Writing from a young but internationally-oriented in gallery in Beijing, it's easy to see both sides of this. Young artists, especially graduating into a market as hot as that in China now, do have certain expectations towards their galleries that are empirically grounded but not necessarily well-informed in terms of historical trends and the "normal" state of a given art scene. On the other hand, there are certainly measures gallerists can take, providing they aren't already at the very end of the rope. Yes, we are locked into advertising and art fairs a year in advance. But many galleries now are making the decision to virtually shut down over the winter season. In Beijing, at least, the economic apparatus itself hasn't been hit to bad, but collectors are acting a bit conservative. A wait until March for opening an emerging artist's show might be just the right move.

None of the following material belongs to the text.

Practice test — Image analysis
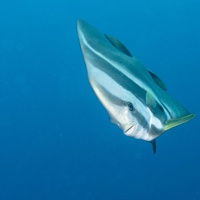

That's just one example, but it seems that there are ways to avoid a total shutdown. The signs of the downturn were fairly obvious by September, and many young galleries were able to prepare some kind of emergency measures in time.

11/18/2008 03:56:00 AM  
Blogger Mark said...

A ripple in Beijing, a tsunami in the world. I don't think you've experienced the art business until a gallery closes right before your show :)).

It happened to me once, I was all framed up and ready to deliver. Instead of panic, I was prepared to take over the space for the month and do it myself. The gallery remained open instead for a bit longer.

This is a world shake down of historical proportions. It's going to last at least 2 years. Buckle up, be truly creative and hang on!

11/18/2008 06:43:00 AM  
Anonymous Anonymous said...

Well said fellow anon at 02:05:00 PM! I know this is going to sound harsh Ed but your friend needs to get a clue. Instead of being furious with her dealer because she's not going to get a show perhaps she could feel just a ounce of sympathy for someone that just lost their business/livelihood.

11/18/2008 04:10:00 PM  
Anonymous Anonymous said...

As we speak, a major gallery in Chelsea is letting many artists go. Asking them to pick up their work asap. Cutting the program and reducing artist's proyects funds. Think of 22 St.

4 more galleries are closing before Feb. 2009 in Chelsea.

11/18/2008 08:39:00 PM  
Anonymous Anonymous said...

anon 8:39, you're anonymous, why don't you say the name of the gallery?

11/18/2008 09:26:00 PM  
Anonymous anon 8:39 said...

A dead thing can go with the stream, but only a living thing can go against it

11/18/2008 09:48:00 PM  
Blogger William said...


A fool's game indeed. I'm done with predictions, but now I have to work on a little statement regarding that drawing you bought last year. It's been a year, and what a difference a year makes.

That said, I humbly submit something new for the discourse ARP!

11/18/2008 11:55:00 PM  
Anonymous Anonymous said...

Have you made one of William's enemies list Ed? As Emilio Estevez said in Young Guns II, "Yoohoo, I'll make you famous." William Powhida is the Emilio Estevez of the art world.

11/19/2008 01:02:00 AM  
Blogger Edward_ said...

got a sneak peek at that new work last night, Bill...brilliant!!! Can't wait to see it in real life.

11/19/2008 08:29:00 AM  
Blogger William said...

Anon 1:02:00

Ed is on my allies list, but Emilio Estevez?! Fuck me! I can't just shrug off this comparison. It's too good! It's too right! It's awesome.

Jen Dalton suggests I make t-shirts immediately. I concur. He was Billy the Kid after all in Young Guns, and the aforementioned possibly superior sequel Young Guns II (co-starring a young Balthazar Getty), which is a classic. Great! This actually makes me feel better about the bleak outlook. I think I'll start a thread on my blog encouraging more comparisons so I can make more t-shirts. That's about all I'll be selling anymore anyway.

11/19/2008 12:29:00 PM  
Blogger Balhatain said...

Wow... reading some of these comments one would think that an emerging artist must have an MFA in order to be successful. That is not exactly true. It can be a big help though.